Whilst the bigger beetle, Xestobium, is the common death-watch, it has been proved that the little furniture beetle, Anobium, is also a tapper, making regular and persistent strokes like the ticking of a watch. Another insect, called the book-louse (Atropos divinatoria), very minute, only one-twentieth of an inch, soft, white, and wingless, not a beetle at all, but also a devourer of literature (Fig. 64), is declared by some good observers to be a “ticker” or “tapper,” but other naturalists deny that it can make such sounds. It seems unlikely on account of the extremely small size and softness of the book-louse, but the matter needs further investigation.

Fig. 63.—The silver-fish insect (Lepisma saccharina). The line to the right shows its natural size.

[Transcriber’s Note: The line to the right is approximately ½ inch (1cm) long in the original.]

A curious fact is that the grubs of beetles such as Anobium and Xestobium (or other closely allied kinds) are not arrested in their tunnelling by soft metal. They cannot tackle iron plate or brass sheeting, but they will penetrate tinfoil and, what is more astonishing, lead plate and leaden waterpipes. Specimens showing such perforations are in the museums of Oxford and London, and I have received an account of a lead pipe packed in wood in the wall of a house being perforated by these beetle-grubs. Once at work on the wood, “the straightforward intentions” of the grub are not to be diverted by such an obstacle as lead: it goes straight on through the lead as it would through the cover of a book or a knot in the wood.

Fig. 64.—The book-louse, or Atropos divinatoria, a soft, cream-coloured, wingless insect smaller than a flea. It is believed by some observers to be capable of making sounds like the ticking of a watch.

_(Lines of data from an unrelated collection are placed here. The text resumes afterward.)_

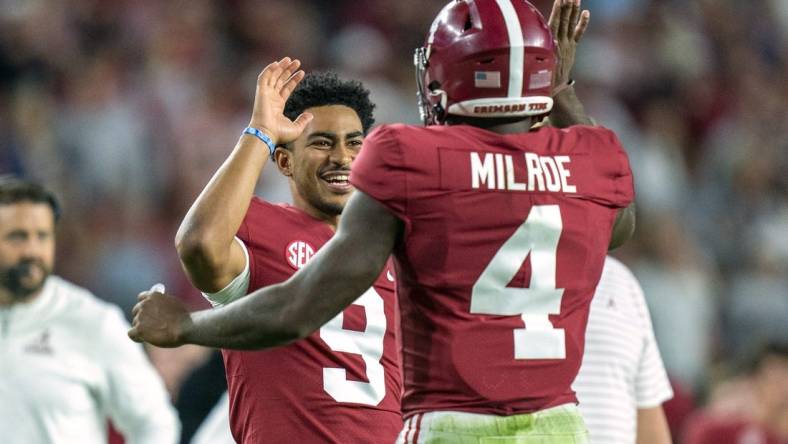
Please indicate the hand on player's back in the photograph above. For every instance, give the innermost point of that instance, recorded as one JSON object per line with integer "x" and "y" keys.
{"x": 568, "y": 24}
{"x": 274, "y": 86}
{"x": 159, "y": 319}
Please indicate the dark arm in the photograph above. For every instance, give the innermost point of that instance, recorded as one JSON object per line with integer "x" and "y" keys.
{"x": 623, "y": 228}
{"x": 341, "y": 271}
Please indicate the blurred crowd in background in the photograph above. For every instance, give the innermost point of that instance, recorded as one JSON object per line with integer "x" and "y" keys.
{"x": 126, "y": 108}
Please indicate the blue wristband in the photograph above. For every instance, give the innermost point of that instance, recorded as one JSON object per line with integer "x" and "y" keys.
{"x": 260, "y": 135}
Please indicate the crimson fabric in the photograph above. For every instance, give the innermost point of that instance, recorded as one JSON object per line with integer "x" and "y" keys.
{"x": 277, "y": 395}
{"x": 452, "y": 359}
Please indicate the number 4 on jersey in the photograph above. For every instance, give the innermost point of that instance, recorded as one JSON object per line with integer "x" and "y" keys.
{"x": 537, "y": 236}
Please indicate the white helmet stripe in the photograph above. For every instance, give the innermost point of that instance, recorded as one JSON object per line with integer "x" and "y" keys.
{"x": 516, "y": 53}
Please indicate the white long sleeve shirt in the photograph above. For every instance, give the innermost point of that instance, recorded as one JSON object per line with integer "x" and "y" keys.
{"x": 67, "y": 366}
{"x": 622, "y": 370}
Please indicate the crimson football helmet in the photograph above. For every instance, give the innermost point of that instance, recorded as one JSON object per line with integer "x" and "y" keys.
{"x": 486, "y": 58}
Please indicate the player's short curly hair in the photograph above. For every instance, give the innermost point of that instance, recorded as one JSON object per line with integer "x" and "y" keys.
{"x": 326, "y": 88}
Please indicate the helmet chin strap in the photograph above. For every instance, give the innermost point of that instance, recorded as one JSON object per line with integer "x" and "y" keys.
{"x": 439, "y": 109}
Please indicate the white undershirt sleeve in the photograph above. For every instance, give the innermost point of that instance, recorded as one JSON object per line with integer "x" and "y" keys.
{"x": 652, "y": 386}
{"x": 237, "y": 288}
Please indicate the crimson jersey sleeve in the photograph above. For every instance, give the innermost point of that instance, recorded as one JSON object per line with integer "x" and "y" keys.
{"x": 340, "y": 384}
{"x": 612, "y": 177}
{"x": 380, "y": 170}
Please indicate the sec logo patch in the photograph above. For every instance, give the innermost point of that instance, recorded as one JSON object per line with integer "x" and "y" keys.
{"x": 298, "y": 253}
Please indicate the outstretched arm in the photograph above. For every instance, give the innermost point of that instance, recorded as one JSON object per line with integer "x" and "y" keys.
{"x": 568, "y": 24}
{"x": 338, "y": 274}
{"x": 205, "y": 240}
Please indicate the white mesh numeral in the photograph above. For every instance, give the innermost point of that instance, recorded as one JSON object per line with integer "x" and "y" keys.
{"x": 367, "y": 343}
{"x": 537, "y": 236}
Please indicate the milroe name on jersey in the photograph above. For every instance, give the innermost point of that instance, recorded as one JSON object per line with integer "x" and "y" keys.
{"x": 529, "y": 172}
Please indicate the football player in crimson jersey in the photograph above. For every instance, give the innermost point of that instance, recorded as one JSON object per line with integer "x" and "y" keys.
{"x": 341, "y": 383}
{"x": 499, "y": 228}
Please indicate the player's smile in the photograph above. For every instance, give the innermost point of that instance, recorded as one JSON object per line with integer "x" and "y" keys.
{"x": 337, "y": 181}
{"x": 320, "y": 160}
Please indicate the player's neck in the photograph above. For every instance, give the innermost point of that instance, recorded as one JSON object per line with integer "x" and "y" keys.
{"x": 500, "y": 126}
{"x": 520, "y": 127}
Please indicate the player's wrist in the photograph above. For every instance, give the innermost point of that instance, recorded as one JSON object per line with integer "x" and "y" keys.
{"x": 262, "y": 134}
{"x": 185, "y": 332}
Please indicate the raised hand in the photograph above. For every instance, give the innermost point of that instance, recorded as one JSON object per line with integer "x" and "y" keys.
{"x": 274, "y": 86}
{"x": 568, "y": 25}
{"x": 159, "y": 319}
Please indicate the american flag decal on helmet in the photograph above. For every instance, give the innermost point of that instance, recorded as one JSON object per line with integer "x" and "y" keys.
{"x": 487, "y": 79}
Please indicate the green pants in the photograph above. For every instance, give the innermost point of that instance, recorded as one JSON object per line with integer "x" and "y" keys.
{"x": 557, "y": 425}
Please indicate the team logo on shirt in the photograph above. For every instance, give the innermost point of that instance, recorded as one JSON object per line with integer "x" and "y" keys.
{"x": 298, "y": 253}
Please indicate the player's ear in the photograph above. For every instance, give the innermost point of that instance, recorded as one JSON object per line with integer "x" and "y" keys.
{"x": 284, "y": 160}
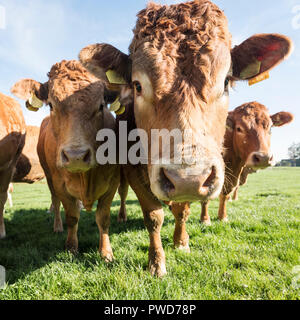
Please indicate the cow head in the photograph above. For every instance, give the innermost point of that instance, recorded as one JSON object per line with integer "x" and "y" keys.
{"x": 78, "y": 105}
{"x": 178, "y": 74}
{"x": 249, "y": 127}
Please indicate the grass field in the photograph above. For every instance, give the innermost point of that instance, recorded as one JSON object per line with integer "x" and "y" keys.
{"x": 250, "y": 258}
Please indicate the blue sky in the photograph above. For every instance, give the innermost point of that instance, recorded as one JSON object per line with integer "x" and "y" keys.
{"x": 40, "y": 33}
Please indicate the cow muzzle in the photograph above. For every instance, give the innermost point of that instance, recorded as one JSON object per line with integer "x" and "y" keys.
{"x": 170, "y": 183}
{"x": 260, "y": 160}
{"x": 77, "y": 160}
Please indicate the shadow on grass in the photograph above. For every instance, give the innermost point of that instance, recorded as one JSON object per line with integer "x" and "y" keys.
{"x": 31, "y": 243}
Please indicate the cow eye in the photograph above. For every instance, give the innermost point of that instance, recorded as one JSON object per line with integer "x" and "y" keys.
{"x": 138, "y": 87}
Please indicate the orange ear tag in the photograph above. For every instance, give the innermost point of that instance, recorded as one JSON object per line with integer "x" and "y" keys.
{"x": 261, "y": 77}
{"x": 114, "y": 78}
{"x": 120, "y": 111}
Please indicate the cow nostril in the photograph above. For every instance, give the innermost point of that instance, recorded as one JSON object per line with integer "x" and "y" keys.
{"x": 256, "y": 159}
{"x": 212, "y": 177}
{"x": 166, "y": 183}
{"x": 87, "y": 157}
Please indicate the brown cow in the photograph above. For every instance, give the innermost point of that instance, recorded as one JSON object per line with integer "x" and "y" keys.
{"x": 247, "y": 147}
{"x": 67, "y": 146}
{"x": 12, "y": 139}
{"x": 178, "y": 73}
{"x": 28, "y": 168}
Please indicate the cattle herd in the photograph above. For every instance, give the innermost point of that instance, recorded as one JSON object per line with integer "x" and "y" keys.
{"x": 177, "y": 75}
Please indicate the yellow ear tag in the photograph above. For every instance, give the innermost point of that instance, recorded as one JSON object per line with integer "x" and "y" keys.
{"x": 120, "y": 111}
{"x": 31, "y": 108}
{"x": 251, "y": 70}
{"x": 35, "y": 102}
{"x": 114, "y": 77}
{"x": 115, "y": 106}
{"x": 261, "y": 77}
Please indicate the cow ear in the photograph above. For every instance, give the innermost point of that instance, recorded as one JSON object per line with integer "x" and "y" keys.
{"x": 24, "y": 89}
{"x": 281, "y": 119}
{"x": 34, "y": 93}
{"x": 107, "y": 63}
{"x": 230, "y": 122}
{"x": 259, "y": 54}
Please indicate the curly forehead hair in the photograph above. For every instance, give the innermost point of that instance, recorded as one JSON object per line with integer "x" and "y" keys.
{"x": 255, "y": 112}
{"x": 177, "y": 42}
{"x": 70, "y": 78}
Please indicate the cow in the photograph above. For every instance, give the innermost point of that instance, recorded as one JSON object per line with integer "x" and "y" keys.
{"x": 12, "y": 140}
{"x": 67, "y": 146}
{"x": 9, "y": 194}
{"x": 28, "y": 168}
{"x": 176, "y": 77}
{"x": 247, "y": 149}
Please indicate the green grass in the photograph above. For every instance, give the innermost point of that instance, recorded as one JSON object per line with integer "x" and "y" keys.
{"x": 250, "y": 258}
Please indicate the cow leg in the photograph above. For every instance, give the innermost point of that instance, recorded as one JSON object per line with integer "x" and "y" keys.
{"x": 5, "y": 179}
{"x": 72, "y": 211}
{"x": 205, "y": 218}
{"x": 58, "y": 225}
{"x": 153, "y": 219}
{"x": 103, "y": 222}
{"x": 222, "y": 207}
{"x": 9, "y": 197}
{"x": 123, "y": 192}
{"x": 181, "y": 212}
{"x": 3, "y": 198}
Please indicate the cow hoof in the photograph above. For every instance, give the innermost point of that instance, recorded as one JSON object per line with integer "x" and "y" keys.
{"x": 158, "y": 270}
{"x": 157, "y": 264}
{"x": 183, "y": 248}
{"x": 58, "y": 228}
{"x": 108, "y": 257}
{"x": 72, "y": 247}
{"x": 206, "y": 223}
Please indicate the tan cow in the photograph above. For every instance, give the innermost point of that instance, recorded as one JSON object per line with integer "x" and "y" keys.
{"x": 67, "y": 146}
{"x": 12, "y": 139}
{"x": 28, "y": 168}
{"x": 178, "y": 72}
{"x": 247, "y": 146}
{"x": 247, "y": 149}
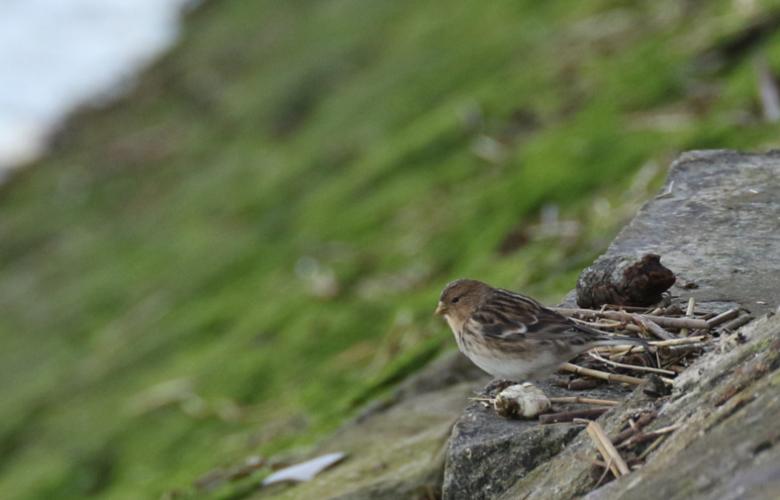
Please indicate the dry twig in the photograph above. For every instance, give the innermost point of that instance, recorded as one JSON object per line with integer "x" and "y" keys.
{"x": 610, "y": 377}
{"x": 587, "y": 401}
{"x": 666, "y": 321}
{"x": 570, "y": 416}
{"x": 653, "y": 327}
{"x": 616, "y": 463}
{"x": 723, "y": 317}
{"x": 631, "y": 367}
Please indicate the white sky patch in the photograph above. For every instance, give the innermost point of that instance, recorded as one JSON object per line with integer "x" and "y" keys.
{"x": 56, "y": 55}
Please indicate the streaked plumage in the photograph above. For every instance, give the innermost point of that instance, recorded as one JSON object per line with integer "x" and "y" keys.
{"x": 511, "y": 336}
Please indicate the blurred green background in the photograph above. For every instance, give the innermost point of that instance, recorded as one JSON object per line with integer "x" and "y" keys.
{"x": 241, "y": 252}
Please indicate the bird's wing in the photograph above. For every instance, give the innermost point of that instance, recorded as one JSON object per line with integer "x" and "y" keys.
{"x": 511, "y": 316}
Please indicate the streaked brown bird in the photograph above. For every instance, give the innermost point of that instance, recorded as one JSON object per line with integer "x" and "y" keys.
{"x": 514, "y": 337}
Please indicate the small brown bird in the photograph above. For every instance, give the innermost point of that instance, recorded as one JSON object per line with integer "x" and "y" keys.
{"x": 514, "y": 337}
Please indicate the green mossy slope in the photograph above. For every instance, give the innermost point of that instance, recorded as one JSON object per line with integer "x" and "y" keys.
{"x": 234, "y": 256}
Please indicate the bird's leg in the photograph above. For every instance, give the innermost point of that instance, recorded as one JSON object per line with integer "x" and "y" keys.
{"x": 497, "y": 386}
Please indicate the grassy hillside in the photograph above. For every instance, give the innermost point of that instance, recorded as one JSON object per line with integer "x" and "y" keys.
{"x": 236, "y": 255}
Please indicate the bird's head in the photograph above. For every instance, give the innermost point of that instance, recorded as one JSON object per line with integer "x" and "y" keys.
{"x": 460, "y": 299}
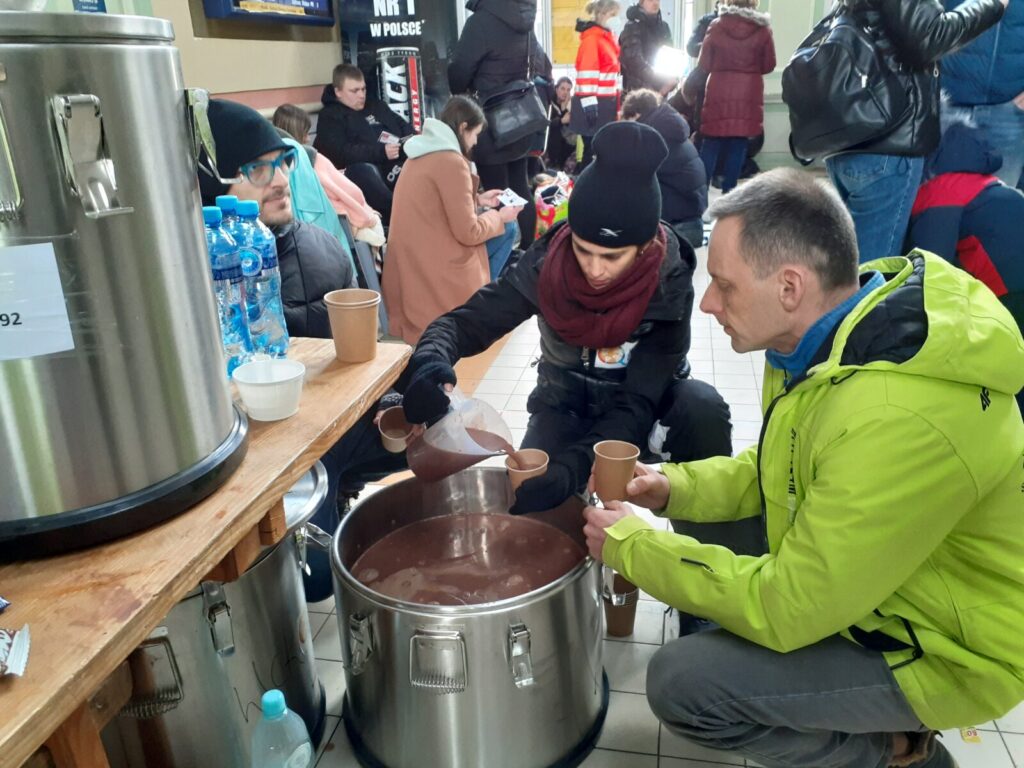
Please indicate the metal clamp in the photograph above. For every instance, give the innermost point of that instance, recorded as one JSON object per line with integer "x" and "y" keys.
{"x": 437, "y": 660}
{"x": 163, "y": 698}
{"x": 520, "y": 659}
{"x": 218, "y": 613}
{"x": 360, "y": 642}
{"x": 10, "y": 192}
{"x": 88, "y": 167}
{"x": 204, "y": 146}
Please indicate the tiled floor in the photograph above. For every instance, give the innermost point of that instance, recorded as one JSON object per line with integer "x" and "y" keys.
{"x": 632, "y": 736}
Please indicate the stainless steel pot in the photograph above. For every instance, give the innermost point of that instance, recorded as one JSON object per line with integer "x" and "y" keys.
{"x": 199, "y": 678}
{"x": 115, "y": 412}
{"x": 512, "y": 684}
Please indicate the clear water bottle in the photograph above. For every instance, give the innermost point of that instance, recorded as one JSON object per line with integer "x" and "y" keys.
{"x": 228, "y": 290}
{"x": 268, "y": 329}
{"x": 281, "y": 739}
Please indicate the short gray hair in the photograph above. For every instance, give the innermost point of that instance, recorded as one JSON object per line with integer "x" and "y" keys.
{"x": 788, "y": 217}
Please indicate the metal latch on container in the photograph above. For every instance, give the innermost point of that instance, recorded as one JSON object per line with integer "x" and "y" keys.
{"x": 218, "y": 613}
{"x": 519, "y": 656}
{"x": 437, "y": 660}
{"x": 10, "y": 192}
{"x": 88, "y": 167}
{"x": 360, "y": 642}
{"x": 198, "y": 104}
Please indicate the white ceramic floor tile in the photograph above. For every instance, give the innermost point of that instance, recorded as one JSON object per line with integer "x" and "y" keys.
{"x": 609, "y": 759}
{"x": 324, "y": 606}
{"x": 497, "y": 400}
{"x": 328, "y": 642}
{"x": 338, "y": 753}
{"x": 503, "y": 373}
{"x": 1015, "y": 743}
{"x": 989, "y": 753}
{"x": 626, "y": 665}
{"x": 495, "y": 386}
{"x": 630, "y": 726}
{"x": 1013, "y": 723}
{"x": 332, "y": 675}
{"x": 675, "y": 747}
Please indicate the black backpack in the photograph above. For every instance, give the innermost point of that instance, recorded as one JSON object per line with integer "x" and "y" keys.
{"x": 842, "y": 91}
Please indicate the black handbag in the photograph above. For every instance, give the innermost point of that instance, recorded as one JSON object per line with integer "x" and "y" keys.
{"x": 842, "y": 91}
{"x": 516, "y": 110}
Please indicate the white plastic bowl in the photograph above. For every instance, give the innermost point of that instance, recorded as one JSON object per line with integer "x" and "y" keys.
{"x": 270, "y": 389}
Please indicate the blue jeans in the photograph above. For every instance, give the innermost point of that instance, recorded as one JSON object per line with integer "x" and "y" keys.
{"x": 500, "y": 248}
{"x": 1003, "y": 126}
{"x": 733, "y": 152}
{"x": 879, "y": 190}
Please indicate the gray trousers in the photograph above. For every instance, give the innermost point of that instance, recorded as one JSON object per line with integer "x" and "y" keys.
{"x": 832, "y": 705}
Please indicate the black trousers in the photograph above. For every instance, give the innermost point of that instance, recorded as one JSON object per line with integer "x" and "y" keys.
{"x": 513, "y": 175}
{"x": 368, "y": 177}
{"x": 698, "y": 427}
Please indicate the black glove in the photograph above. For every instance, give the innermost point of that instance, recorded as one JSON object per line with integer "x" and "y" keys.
{"x": 425, "y": 399}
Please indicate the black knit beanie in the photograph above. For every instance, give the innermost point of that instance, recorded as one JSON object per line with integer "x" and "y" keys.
{"x": 616, "y": 201}
{"x": 241, "y": 135}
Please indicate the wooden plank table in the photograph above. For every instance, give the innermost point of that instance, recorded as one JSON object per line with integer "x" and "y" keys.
{"x": 87, "y": 610}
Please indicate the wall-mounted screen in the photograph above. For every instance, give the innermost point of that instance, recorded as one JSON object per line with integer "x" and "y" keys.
{"x": 280, "y": 11}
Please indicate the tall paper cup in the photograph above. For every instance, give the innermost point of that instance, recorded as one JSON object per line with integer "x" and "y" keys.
{"x": 353, "y": 323}
{"x": 613, "y": 465}
{"x": 537, "y": 465}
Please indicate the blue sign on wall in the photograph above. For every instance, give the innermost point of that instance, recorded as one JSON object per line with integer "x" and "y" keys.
{"x": 288, "y": 11}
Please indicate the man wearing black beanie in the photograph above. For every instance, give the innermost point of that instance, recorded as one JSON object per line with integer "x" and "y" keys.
{"x": 612, "y": 292}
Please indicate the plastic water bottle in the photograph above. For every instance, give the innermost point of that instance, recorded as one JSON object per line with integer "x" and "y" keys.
{"x": 228, "y": 290}
{"x": 267, "y": 325}
{"x": 281, "y": 739}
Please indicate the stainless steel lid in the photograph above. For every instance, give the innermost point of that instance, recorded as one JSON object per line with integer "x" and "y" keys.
{"x": 16, "y": 25}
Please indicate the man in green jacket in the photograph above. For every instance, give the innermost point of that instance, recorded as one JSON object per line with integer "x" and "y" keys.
{"x": 890, "y": 480}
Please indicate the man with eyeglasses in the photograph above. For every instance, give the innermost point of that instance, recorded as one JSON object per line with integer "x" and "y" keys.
{"x": 312, "y": 263}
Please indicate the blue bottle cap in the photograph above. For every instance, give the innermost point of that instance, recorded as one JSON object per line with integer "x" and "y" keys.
{"x": 227, "y": 203}
{"x": 248, "y": 208}
{"x": 273, "y": 704}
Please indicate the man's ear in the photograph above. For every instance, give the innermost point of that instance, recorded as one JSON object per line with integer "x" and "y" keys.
{"x": 793, "y": 285}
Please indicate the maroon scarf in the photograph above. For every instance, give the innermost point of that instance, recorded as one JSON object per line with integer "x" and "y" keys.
{"x": 585, "y": 315}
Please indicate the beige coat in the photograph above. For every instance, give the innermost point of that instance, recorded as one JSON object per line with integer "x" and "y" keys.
{"x": 436, "y": 257}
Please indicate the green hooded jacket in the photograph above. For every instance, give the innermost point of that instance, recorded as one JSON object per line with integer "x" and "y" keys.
{"x": 890, "y": 479}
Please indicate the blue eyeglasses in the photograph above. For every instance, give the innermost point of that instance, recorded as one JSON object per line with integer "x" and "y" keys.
{"x": 260, "y": 172}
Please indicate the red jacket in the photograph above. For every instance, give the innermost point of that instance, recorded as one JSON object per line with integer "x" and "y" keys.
{"x": 737, "y": 52}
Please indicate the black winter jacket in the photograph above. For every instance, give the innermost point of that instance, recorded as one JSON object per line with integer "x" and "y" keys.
{"x": 622, "y": 400}
{"x": 345, "y": 136}
{"x": 493, "y": 52}
{"x": 918, "y": 34}
{"x": 639, "y": 41}
{"x": 312, "y": 263}
{"x": 681, "y": 176}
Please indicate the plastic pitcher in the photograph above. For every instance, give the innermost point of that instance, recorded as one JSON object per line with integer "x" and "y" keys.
{"x": 470, "y": 432}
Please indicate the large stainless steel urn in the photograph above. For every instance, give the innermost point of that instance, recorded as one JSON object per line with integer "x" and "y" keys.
{"x": 115, "y": 412}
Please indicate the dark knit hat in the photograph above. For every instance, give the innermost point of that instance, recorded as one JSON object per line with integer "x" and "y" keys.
{"x": 616, "y": 201}
{"x": 241, "y": 135}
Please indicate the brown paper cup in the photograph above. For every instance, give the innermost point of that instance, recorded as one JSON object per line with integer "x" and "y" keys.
{"x": 353, "y": 323}
{"x": 394, "y": 429}
{"x": 613, "y": 465}
{"x": 538, "y": 461}
{"x": 621, "y": 619}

I have sometimes been asked to give advice as to the best method of destroying the furniture worm or grub. If the piece of furniture (or its pieces) can without injury be “baked” in a hot chamber for twenty-four hours, at a temperature a little above that of boiling water, that is the easiest method of destroying the pest. Or, again, I should suggest placing the piece of furniture in a refrigerating chamber for a week or two. If neither of these methods can be used, the piece of furniture should be placed in a very hot room, and creosote or bisulphide of carbon or solution of cyanide of potassium should be injected with a very fine-nosed syringe into the little circular holes of the burrows on the surface of the wood; then the piece of furniture must be at once exposed to the cold, which will cause the air to be drawn into the burrows and diffuse the volatile poison within. The “worm holes” on the surface should, as soon as the piece of furniture is quite cold, be closed by melted paraffin. If the piece of wood which it is desired to “cure” will stand submersion in water for a few minutes, and is not larger than a cricket bat, it is, of course, easy, by first warming it through and then plunging it into water containing corrosive sublimate or other poison, fairly to impregnate the burrows, and make an end of the beetles and their grubs. Painting is the common and approved means of protecting wood against these attacks, and in some positions metal sheathing is used. The method most largely used for protecting wood in the open air against “worm” and “mould” is that of forcing creosote into its pores—an improvement on the old system of painting with coal tar. A more expensive but beautiful method of protecting wood is to force hard paraffin in a melted condition by pressure into the pores. The wood becomes wonderfully firm and waterproof. Neither damp and mould, nor boring insect, nor shrimp can then penetrate it. This method was introduced some years ago, but I do not know whether it has been largely used.